3 avril > Roman France

Quoique reconnue officiellement par la France en mars 1946, la République du Viêt Nam était censée demeurer au sein de la Fédération indochinoise de l’Union française, comme une espèce de dominion. Situation que ne pouvaient accepter les Vietnamiens et le Viêt-minh, menés par Hô Chi Minh. En 1949 éclate une guerre, laquelle allait aboutir à la défaite de la France et aux accords de Genève qui, en juin 1954, accordèrent leur indépendance à tous les pays de l’ancienne Asie du Sud-Est française. C’est ce contexte qu’a choisi Jérémie Guez pour son roman d’aventures Le dernier tigre rouge.

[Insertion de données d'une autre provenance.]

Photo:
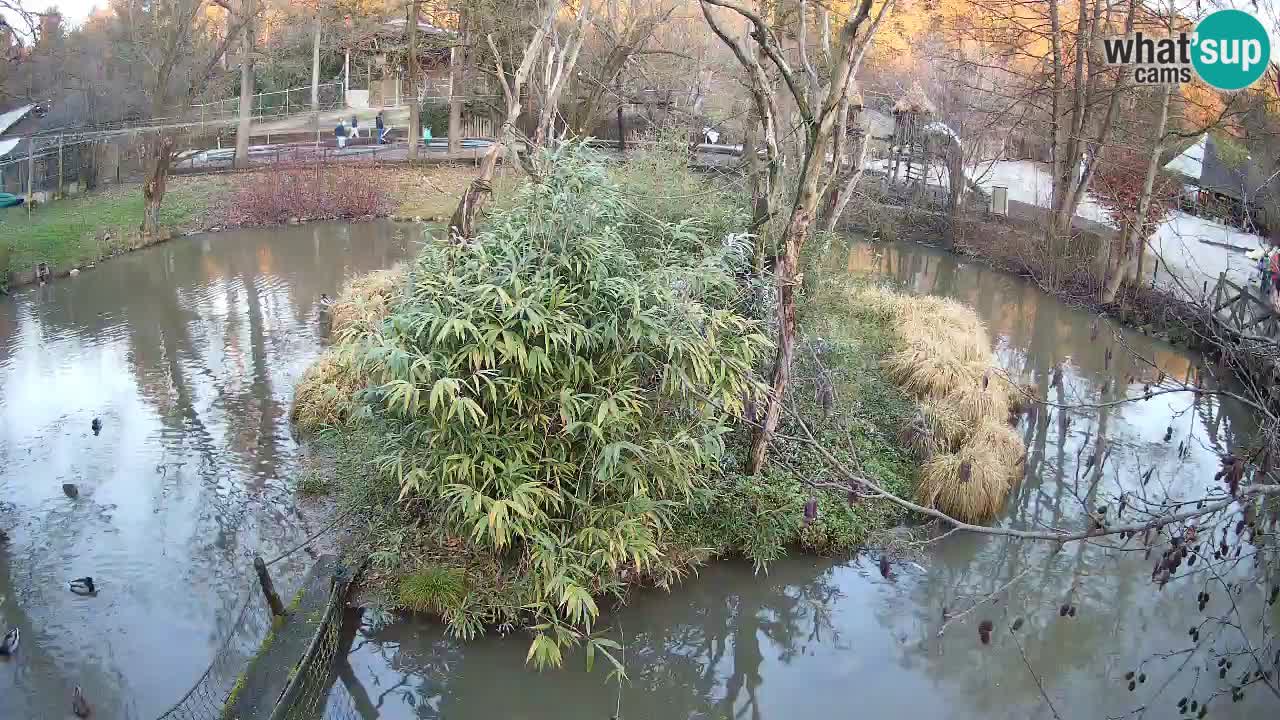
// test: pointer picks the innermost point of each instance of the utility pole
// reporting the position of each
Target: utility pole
(315, 74)
(414, 119)
(246, 109)
(457, 59)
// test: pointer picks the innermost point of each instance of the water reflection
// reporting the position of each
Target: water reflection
(188, 352)
(832, 639)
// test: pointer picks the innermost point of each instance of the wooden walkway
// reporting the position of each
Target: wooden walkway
(1251, 333)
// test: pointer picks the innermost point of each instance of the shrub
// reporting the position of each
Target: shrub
(544, 386)
(307, 191)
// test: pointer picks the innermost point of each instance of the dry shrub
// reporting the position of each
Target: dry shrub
(1002, 443)
(365, 302)
(947, 364)
(325, 395)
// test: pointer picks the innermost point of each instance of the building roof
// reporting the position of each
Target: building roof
(12, 117)
(1239, 178)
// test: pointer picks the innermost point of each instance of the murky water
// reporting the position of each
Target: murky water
(188, 352)
(817, 638)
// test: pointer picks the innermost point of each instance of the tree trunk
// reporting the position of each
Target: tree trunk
(789, 267)
(1134, 240)
(246, 115)
(414, 119)
(792, 240)
(159, 158)
(456, 80)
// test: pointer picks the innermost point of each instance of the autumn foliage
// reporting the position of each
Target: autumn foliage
(1118, 187)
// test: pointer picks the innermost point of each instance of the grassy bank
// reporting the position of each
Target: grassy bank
(85, 228)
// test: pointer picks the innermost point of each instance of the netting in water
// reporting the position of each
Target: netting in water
(208, 697)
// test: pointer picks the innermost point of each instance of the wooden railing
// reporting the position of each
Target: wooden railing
(1243, 310)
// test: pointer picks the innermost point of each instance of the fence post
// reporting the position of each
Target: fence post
(31, 168)
(273, 600)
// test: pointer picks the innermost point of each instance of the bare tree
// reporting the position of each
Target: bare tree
(414, 108)
(818, 100)
(246, 104)
(620, 35)
(181, 55)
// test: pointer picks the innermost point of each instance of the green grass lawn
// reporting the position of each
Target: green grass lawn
(69, 231)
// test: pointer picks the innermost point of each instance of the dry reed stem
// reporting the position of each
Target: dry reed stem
(946, 363)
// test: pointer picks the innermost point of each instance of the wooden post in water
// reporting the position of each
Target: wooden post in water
(273, 600)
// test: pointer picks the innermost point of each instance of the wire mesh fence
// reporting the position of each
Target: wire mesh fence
(306, 696)
(208, 697)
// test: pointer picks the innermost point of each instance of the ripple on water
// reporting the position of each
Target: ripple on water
(187, 351)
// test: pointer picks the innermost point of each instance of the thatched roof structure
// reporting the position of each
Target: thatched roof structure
(914, 101)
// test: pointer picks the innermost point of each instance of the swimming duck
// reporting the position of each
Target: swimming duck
(9, 645)
(82, 586)
(80, 706)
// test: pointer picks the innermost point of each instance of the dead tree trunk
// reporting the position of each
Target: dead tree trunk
(159, 160)
(246, 109)
(1134, 233)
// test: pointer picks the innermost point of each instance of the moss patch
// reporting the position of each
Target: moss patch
(85, 228)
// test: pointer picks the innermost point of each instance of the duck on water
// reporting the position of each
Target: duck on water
(9, 645)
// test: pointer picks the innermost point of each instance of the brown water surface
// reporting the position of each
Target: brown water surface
(188, 352)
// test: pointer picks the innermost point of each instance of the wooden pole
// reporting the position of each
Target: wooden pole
(31, 172)
(264, 578)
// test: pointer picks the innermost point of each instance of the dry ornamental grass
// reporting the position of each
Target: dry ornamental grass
(973, 458)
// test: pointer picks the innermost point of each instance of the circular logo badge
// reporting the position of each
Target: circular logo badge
(1232, 49)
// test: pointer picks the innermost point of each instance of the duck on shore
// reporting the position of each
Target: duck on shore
(82, 586)
(9, 645)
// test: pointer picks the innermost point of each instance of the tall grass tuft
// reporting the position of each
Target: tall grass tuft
(327, 395)
(972, 456)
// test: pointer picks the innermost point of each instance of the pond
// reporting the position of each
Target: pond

Guez s’attache à un bataillon de légionnaires, débarqués dès 1946 avec le général Leclerc, et qui resteront sur le terrain jusqu’au bout : ils feront la victoire de Phu Tong Hoa, en 1948, mais subiront les défaites de Cao Bang (1950) et de Diên Biên Phu en 1954, qui sonnera le glas de l’Indochine française. Pour eux, le pire restait à venir : 5 000 soldats seront faits prisonniers par le Viêt-minh, puis internés dans des camps jusqu’en septembre 1954.

Parmi ceux-ci, une petite équipe : Charles Bareuil, fils et petit-fils de soldats, étudiant communiste devenu, durant la Seconde Guerre mondiale, un tireur d’élite. A ses côtés, le Corse André Padovani, von Heigl, un ancien de la Wehrmacht, et Gordov, son ange gardien, un Russe, vétéran de Stalingrad.

Rapidement, Bareuil et ses amis vont se trouver au contact de l’ennemi, menant la "sale guerre" à quoi on les a conduits et préparés, d’abord en Annam, au sud de la péninsule vietnamienne, puis au nord, au Tonkin, jusqu’à Hanoi. C’est au cours de ces aventures que Bareuil rencontre Hoa, une jeune Vietnamienne cultivée et patriote, dont il va tomber amoureux. L’un sera-t-il prêt à embrasser la cause de l’autre ? Il croise aussi, au combat, un Occidental luttant parmi les autochtones, un certain Joseph Botvinnik, un snipper, Juif qui, parce qu’il a vu sa famille arrêtée par la police de Vichy et partir en déportation, a un compte à régler avec la France. Une lutte s’engage alors entre les deux soldats d’élite, sur fond de jungle luxuriante et de guérilla meurtrière. Auteur reconnu de polars, Jérémie Guez change ici de registre. Même si son Tigre rouge figure dans la collection "Grands détectives", il ressortit plutôt au roman d’aventures, aux films de guerre. Passionnant, bien documenté et sans manichéisme aucun.